Édouard Glissant — c’est par l’imaginaire que nous gagnerons à fond sur les dérélictions…
« Nous ne voyons pas toujours et le plus souvent nous tâchons à ne pas voir, la misère du monde, celle des forets du Rwanda et des rues de New-York, celle des ateliers clandestins d’Asie où les enfants ne grandissent pas et celle des hauteurs silencieuses des Andes, et celle de tous les lieux d’abaissement, de dégradation et de prostitution, et combien d’autres qui fulgurent au-devant de nos yeux écarquillés, mais nous ne pouvons pas ne pas admettre que cela fait un bruit, une rumeur inlassable que nous mélangeons sans savoir à la petite musique mécanique et serinante de nos progrès et de nos dérivages.
Chacun a ses raisons d’aller à cette écoute du monde et ces manières différentes servent à changer ce bruit du monde que tous en même nous entendons ici-là.

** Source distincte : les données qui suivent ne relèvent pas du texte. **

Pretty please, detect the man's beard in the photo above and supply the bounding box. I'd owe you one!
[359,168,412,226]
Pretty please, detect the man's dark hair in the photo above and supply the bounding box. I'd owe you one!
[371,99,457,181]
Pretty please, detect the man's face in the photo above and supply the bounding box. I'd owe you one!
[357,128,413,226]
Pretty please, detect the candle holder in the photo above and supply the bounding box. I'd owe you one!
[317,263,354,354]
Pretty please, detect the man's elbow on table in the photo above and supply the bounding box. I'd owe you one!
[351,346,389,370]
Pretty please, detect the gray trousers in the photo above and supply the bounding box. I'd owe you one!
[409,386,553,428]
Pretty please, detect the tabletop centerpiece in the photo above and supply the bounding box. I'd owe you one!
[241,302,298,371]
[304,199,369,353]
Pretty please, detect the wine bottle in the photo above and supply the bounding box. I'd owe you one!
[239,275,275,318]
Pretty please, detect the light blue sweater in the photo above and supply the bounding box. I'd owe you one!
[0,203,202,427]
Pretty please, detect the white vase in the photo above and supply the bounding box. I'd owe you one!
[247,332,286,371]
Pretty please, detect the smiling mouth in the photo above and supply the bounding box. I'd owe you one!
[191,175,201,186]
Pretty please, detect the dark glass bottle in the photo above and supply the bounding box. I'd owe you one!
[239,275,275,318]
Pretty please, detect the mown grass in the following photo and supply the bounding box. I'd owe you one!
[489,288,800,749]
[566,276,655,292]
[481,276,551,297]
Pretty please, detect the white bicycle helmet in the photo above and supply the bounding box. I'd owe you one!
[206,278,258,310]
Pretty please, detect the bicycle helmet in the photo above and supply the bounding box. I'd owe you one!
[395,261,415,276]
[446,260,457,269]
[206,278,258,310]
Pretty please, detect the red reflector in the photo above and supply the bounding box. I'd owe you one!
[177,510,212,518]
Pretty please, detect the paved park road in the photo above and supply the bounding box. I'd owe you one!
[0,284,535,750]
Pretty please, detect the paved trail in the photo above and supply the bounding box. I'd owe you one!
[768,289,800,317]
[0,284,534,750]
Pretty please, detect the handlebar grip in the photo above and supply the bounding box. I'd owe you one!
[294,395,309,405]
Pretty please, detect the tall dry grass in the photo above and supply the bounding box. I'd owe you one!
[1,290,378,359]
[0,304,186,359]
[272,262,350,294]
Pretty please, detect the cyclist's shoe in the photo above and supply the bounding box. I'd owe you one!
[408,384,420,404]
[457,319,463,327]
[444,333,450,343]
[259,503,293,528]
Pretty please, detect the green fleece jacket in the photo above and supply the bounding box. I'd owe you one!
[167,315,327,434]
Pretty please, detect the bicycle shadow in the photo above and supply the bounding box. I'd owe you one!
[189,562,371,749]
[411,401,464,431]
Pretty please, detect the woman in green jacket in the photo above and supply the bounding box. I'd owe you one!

Et ces raisons, que nous avons arrachées en une difficile passion d’écrire et de créer,de vivre et de lutter, deviennent aujourd’hui pour nous des lieux communs que nous apprenons à partager; mais lieux communs précieux: contre les dérèglements des machines identitaires dont nous sommes si souvent la proie, comme par exemple du droit du sang, de la pureté de la race, de l’intégralité, sinon de l’intégrité du dogme.
Nos lieux communs, s’ils ne sont aujourd’hui d’aucune efficacité contre les oppressions concrètes qui stupéfient le monde, se tiennent pourtant capables de changer l’imaginaire des humanités: c’est par l’imaginaire que nous gagnerons à fond sur ces dérélictions qui nous frappent, tout autant qu’il nous aide déjà, dérivant nos sensibilités ,à les combattre. »
Édouard Glissant, Traité du Tout-Monde, p18.